Showing posts with label martin mcdonagh. Show all posts
Showing posts with label martin mcdonagh. Show all posts

Thursday, May 19, 2011

Martin McDonagh: Personal Hero

For a long time I only wrote dramatic action stories. I tried a couple of time to write sitcom episodes back when I was still considering television, and it always turned out kind of crappy because I can't do "jokes" very well. I figured, even though in person I'm a cheeky bugger, in script form I just couldn't do comedy.

Then people kept telling me to do comedy and I kept saying no, no, I'm no good at it. Then my friend Mel at PitchQ listened to my pitch for Not Dead Yet and told me that my pitch was so high energy and kind of humorous, but the story I pitched was so serious that it didn't match.

I got that a lot. Tone doesn't match the story.

So I thought, to hell with it, and wrote a comedy. And what do you know, I enjoyed it. So I wrote another one. And now I'm working on a third. It feels more natural in many ways, but there are still times when I find myself struggling to turn a scene funny.

So now I get the note that the tone is uneven. Sometimes funny, then suddenly serious.

I'm too funny to do drama and too serious to do comedy.
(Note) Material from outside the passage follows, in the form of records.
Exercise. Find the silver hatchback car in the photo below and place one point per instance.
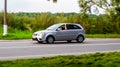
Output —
(60, 32)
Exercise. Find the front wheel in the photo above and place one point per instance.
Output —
(50, 40)
(80, 39)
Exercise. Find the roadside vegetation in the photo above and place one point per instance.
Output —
(22, 25)
(111, 59)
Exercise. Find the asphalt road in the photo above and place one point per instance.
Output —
(16, 49)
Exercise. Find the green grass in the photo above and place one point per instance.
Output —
(88, 60)
(14, 34)
(28, 35)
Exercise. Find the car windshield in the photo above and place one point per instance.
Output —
(53, 27)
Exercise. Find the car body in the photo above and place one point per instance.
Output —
(57, 32)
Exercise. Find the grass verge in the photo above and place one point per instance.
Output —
(111, 59)
(18, 34)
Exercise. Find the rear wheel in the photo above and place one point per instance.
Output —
(40, 41)
(50, 39)
(80, 39)
(69, 41)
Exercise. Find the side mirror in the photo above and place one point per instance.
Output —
(58, 29)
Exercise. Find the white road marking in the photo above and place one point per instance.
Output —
(52, 46)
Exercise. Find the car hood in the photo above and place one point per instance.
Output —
(43, 31)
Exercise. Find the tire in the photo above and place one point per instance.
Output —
(80, 39)
(69, 41)
(39, 41)
(50, 39)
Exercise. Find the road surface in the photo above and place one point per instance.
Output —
(19, 49)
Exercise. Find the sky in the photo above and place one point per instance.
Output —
(66, 6)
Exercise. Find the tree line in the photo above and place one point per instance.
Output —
(93, 24)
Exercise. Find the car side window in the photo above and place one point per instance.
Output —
(70, 26)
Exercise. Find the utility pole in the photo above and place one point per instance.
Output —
(5, 18)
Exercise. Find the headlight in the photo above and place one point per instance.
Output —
(40, 34)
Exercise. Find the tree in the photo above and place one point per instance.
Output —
(109, 6)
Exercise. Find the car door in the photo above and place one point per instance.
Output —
(62, 34)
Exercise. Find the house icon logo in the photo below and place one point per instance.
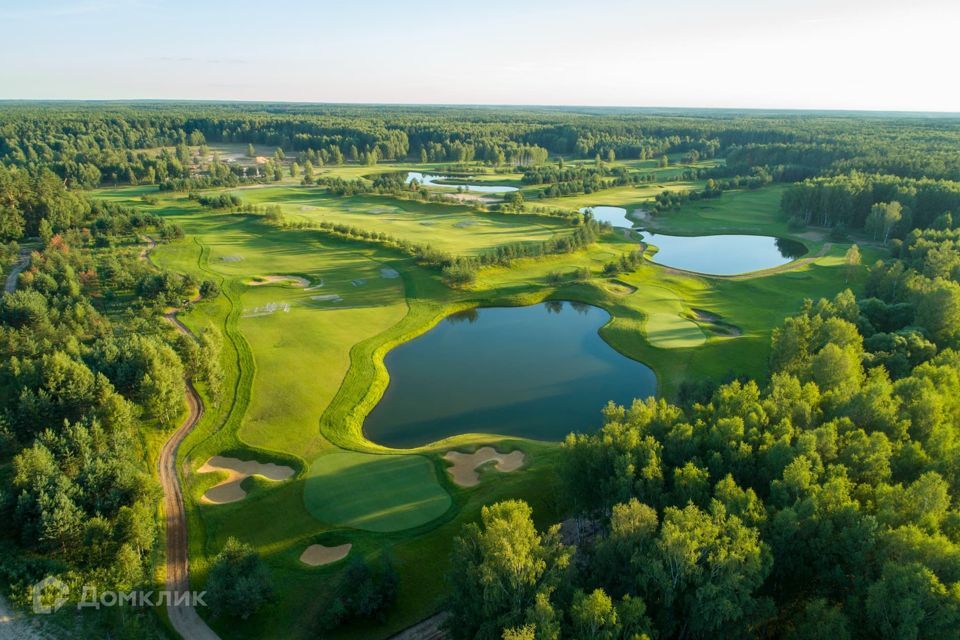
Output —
(49, 595)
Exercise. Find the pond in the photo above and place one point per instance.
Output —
(723, 255)
(448, 182)
(539, 371)
(614, 216)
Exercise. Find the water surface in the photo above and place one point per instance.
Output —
(540, 372)
(723, 255)
(428, 180)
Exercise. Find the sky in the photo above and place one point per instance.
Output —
(790, 54)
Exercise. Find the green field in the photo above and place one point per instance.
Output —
(304, 364)
(400, 492)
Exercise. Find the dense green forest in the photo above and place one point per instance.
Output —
(818, 501)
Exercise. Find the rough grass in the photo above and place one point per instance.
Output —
(299, 384)
(449, 228)
(398, 492)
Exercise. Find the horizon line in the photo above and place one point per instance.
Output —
(504, 105)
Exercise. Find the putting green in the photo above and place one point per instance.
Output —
(374, 492)
(670, 331)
That's why my hero is Martin McDonagh. He was a playwright who won an Oscar for his first film endeavor, a short called Six Shooter that you can see on ITunes. It's a beautiful little flick starring Brendan Gleeson, about a train car full of messed up people in different stages of grief. In this little movie we have death of a child and a wife and a mother and a horrible suicide, and in the middle of it all there's this long joke about cow farts. You laugh and then you feel kind of sick about laughing.

It reminds me of Catch 22. There's a scene in the book where you're just roaring with laughter over some stupid Army regulation or whatever, and suddenly out of the sky comes an airplane flying super low over the water because the pilot is fucking around, and the propeller slices a guy in a raft into pieces. That scene was one of the pivotal scenes in my development as a writer. I didn't know stories were allowed to do that.
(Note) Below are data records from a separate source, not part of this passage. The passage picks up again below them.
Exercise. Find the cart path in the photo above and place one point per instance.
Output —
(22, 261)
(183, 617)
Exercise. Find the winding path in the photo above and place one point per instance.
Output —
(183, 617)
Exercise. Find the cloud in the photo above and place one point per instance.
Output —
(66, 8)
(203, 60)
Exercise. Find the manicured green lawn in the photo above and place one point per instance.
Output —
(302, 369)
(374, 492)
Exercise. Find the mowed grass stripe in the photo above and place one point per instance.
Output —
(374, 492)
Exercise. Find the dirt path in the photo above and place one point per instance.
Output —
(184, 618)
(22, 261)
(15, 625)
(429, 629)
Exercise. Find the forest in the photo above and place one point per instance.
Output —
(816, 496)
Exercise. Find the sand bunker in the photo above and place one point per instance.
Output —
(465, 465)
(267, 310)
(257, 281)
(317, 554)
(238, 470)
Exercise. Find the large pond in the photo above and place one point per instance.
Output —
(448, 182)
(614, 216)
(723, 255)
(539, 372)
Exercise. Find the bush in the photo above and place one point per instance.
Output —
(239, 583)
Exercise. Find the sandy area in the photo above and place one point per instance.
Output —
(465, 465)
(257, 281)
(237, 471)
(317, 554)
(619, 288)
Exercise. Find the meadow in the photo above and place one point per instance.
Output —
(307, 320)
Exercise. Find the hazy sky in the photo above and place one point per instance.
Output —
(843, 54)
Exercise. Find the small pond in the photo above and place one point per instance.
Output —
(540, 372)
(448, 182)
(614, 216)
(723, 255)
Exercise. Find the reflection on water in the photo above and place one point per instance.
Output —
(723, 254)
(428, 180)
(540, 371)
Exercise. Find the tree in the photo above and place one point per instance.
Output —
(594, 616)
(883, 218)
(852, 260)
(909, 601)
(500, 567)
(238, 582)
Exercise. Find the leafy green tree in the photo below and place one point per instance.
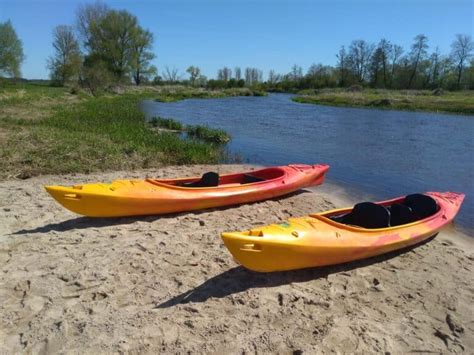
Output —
(142, 56)
(11, 51)
(194, 73)
(65, 64)
(112, 39)
(87, 15)
(359, 56)
(418, 53)
(461, 51)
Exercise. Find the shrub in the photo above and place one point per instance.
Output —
(208, 134)
(167, 123)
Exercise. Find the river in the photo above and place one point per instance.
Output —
(380, 153)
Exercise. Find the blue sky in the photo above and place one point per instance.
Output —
(265, 34)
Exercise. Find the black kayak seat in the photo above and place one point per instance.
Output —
(248, 179)
(209, 179)
(422, 205)
(400, 214)
(367, 215)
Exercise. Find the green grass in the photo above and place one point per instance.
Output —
(68, 134)
(172, 94)
(410, 100)
(201, 132)
(208, 134)
(167, 123)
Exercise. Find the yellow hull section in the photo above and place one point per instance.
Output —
(316, 240)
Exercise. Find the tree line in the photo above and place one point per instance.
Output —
(381, 65)
(107, 46)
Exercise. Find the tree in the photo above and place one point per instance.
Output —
(461, 51)
(194, 73)
(237, 73)
(112, 39)
(253, 76)
(434, 70)
(342, 65)
(273, 77)
(224, 74)
(395, 54)
(142, 43)
(171, 75)
(296, 73)
(417, 54)
(87, 16)
(359, 58)
(11, 51)
(376, 65)
(96, 75)
(384, 47)
(65, 64)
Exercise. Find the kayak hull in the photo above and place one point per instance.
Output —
(316, 240)
(154, 197)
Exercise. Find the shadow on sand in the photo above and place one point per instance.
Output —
(97, 222)
(239, 279)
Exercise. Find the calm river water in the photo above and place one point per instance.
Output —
(380, 153)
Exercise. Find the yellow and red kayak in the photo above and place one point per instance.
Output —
(160, 196)
(344, 235)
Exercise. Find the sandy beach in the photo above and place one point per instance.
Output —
(167, 284)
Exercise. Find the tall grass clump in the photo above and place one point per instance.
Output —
(167, 123)
(208, 134)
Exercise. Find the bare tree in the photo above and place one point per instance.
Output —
(396, 52)
(461, 51)
(224, 74)
(359, 58)
(385, 48)
(141, 55)
(296, 73)
(171, 75)
(342, 65)
(194, 73)
(11, 51)
(65, 64)
(418, 53)
(237, 73)
(88, 15)
(253, 76)
(273, 77)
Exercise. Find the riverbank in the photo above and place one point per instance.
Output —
(48, 130)
(167, 284)
(461, 102)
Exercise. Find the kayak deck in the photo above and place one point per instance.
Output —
(318, 240)
(160, 196)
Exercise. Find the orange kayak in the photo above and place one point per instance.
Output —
(344, 235)
(160, 196)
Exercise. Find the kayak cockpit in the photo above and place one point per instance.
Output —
(369, 215)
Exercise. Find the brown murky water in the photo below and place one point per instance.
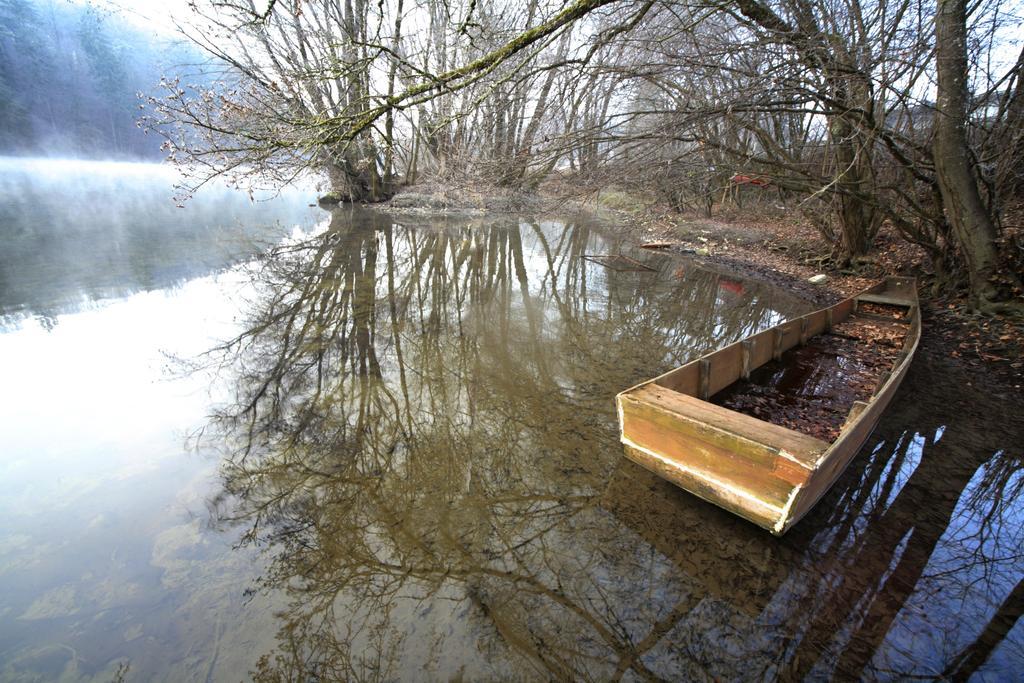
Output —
(424, 446)
(413, 473)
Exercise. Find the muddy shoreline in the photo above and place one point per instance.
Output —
(777, 250)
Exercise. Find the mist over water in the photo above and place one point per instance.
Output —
(76, 232)
(410, 468)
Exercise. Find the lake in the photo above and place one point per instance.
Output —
(259, 440)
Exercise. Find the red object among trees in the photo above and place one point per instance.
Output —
(740, 179)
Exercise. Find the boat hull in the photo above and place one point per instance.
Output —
(768, 474)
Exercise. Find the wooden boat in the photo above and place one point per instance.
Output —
(771, 475)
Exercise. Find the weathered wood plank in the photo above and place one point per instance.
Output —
(767, 474)
(752, 508)
(885, 300)
(751, 437)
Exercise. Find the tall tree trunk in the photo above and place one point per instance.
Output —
(967, 213)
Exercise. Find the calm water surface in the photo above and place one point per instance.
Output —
(387, 450)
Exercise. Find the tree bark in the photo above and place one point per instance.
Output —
(968, 215)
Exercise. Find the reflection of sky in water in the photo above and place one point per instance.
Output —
(104, 555)
(76, 232)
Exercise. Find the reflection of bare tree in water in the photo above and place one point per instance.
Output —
(891, 539)
(425, 417)
(422, 437)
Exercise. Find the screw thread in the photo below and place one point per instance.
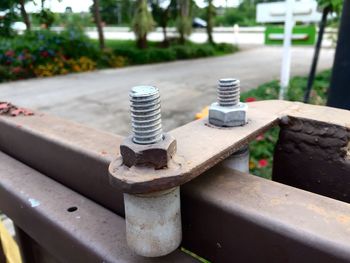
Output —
(146, 115)
(228, 92)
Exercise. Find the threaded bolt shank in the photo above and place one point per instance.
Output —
(146, 115)
(228, 92)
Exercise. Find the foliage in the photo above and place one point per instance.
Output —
(46, 53)
(155, 54)
(116, 11)
(334, 5)
(5, 24)
(8, 8)
(261, 150)
(243, 15)
(46, 17)
(142, 23)
(184, 19)
(79, 20)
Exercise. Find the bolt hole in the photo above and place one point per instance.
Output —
(72, 209)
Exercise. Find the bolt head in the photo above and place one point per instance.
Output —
(228, 116)
(156, 155)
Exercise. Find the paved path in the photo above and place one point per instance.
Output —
(100, 99)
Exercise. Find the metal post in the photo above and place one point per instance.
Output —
(339, 93)
(287, 42)
(316, 54)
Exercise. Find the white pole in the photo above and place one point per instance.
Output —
(287, 41)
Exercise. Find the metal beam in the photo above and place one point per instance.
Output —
(69, 226)
(226, 215)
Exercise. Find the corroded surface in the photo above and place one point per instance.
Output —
(314, 156)
(155, 155)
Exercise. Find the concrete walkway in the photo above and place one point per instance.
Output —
(100, 99)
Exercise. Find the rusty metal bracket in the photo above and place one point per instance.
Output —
(201, 145)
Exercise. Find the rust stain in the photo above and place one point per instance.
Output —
(8, 109)
(344, 219)
(317, 209)
(275, 201)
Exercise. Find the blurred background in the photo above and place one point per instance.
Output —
(181, 46)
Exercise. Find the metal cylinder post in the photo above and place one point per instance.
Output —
(339, 92)
(153, 222)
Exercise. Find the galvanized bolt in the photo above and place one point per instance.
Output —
(146, 115)
(153, 221)
(148, 145)
(228, 111)
(228, 92)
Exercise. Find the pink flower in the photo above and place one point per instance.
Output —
(16, 70)
(260, 137)
(250, 99)
(44, 54)
(10, 53)
(263, 163)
So here's Martin McDonagh with his short film, and he goes on to make In Bruges. I came out of the theater pissed off than nothing I'd written was anywhere near that good. But In Bruges has this tragic child death and suicide, yet it was billed as a comedy. In Bruges isn't a comedy, and yet it totally is. And it's also a tragedy.

I'm sure at some point someone told Martin McDonagh, "You can't do that! You can't have a child murderer be your protagonist and crack jokes!" and he said "Go fuck yourself" and made a brilliant film.
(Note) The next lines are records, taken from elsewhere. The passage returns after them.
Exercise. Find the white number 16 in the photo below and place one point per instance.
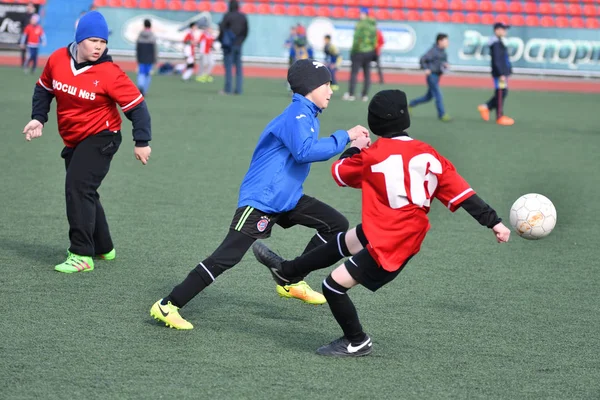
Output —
(419, 175)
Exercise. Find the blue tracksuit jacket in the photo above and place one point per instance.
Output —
(282, 158)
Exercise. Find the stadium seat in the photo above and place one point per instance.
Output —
(592, 23)
(398, 15)
(264, 9)
(515, 7)
(547, 21)
(457, 18)
(338, 12)
(218, 7)
(517, 20)
(382, 14)
(562, 22)
(488, 19)
(472, 18)
(442, 16)
(353, 13)
(485, 6)
(532, 20)
(159, 4)
(175, 5)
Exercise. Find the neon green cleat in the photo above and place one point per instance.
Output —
(75, 263)
(301, 291)
(109, 256)
(169, 314)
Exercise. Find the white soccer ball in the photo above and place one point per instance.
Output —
(533, 216)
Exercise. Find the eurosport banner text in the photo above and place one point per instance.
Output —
(532, 50)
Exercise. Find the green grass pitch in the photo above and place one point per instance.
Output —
(467, 319)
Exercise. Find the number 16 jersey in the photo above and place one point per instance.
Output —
(399, 177)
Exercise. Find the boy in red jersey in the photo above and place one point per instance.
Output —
(33, 37)
(88, 87)
(399, 176)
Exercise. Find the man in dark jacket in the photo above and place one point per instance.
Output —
(146, 52)
(501, 70)
(233, 30)
(434, 62)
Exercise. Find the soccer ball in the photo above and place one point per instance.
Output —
(533, 216)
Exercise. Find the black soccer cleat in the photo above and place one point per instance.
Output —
(272, 261)
(343, 348)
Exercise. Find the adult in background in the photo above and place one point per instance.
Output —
(362, 53)
(146, 52)
(233, 30)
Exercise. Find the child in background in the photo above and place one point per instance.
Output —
(207, 61)
(333, 60)
(33, 37)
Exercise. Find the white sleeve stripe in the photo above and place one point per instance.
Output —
(337, 172)
(332, 289)
(458, 197)
(44, 86)
(132, 103)
(206, 269)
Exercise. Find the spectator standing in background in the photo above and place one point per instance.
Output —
(146, 52)
(362, 53)
(233, 31)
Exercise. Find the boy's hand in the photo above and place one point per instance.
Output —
(361, 142)
(142, 154)
(502, 232)
(357, 132)
(33, 129)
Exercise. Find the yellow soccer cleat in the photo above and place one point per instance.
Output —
(301, 291)
(169, 314)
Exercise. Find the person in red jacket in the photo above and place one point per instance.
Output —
(33, 37)
(88, 87)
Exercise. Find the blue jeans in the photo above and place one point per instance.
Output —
(231, 57)
(433, 90)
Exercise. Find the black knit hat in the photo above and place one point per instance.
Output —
(306, 75)
(388, 113)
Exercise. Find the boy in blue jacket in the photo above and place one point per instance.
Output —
(501, 70)
(271, 192)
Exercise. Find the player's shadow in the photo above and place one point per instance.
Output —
(39, 253)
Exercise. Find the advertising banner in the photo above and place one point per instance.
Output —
(13, 19)
(532, 50)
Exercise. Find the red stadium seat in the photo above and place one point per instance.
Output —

And now he's making Seven Psychopaths, a story about......

I have no idea what this story is. It's some dudes and they're writing a screenplay and it's all very meta, but there's a dog and a mobster and a lot of violence, and I don't know what all. All I know is I read it in an instant, and then I just sort of sat there in awe of its brilliance.

And once again there's gruesome death and I rooted for bad people and I laughed until suddenly I felt sad.

I love you, Martin McDonagh. I want to do what you do, but, you know, with some female characters.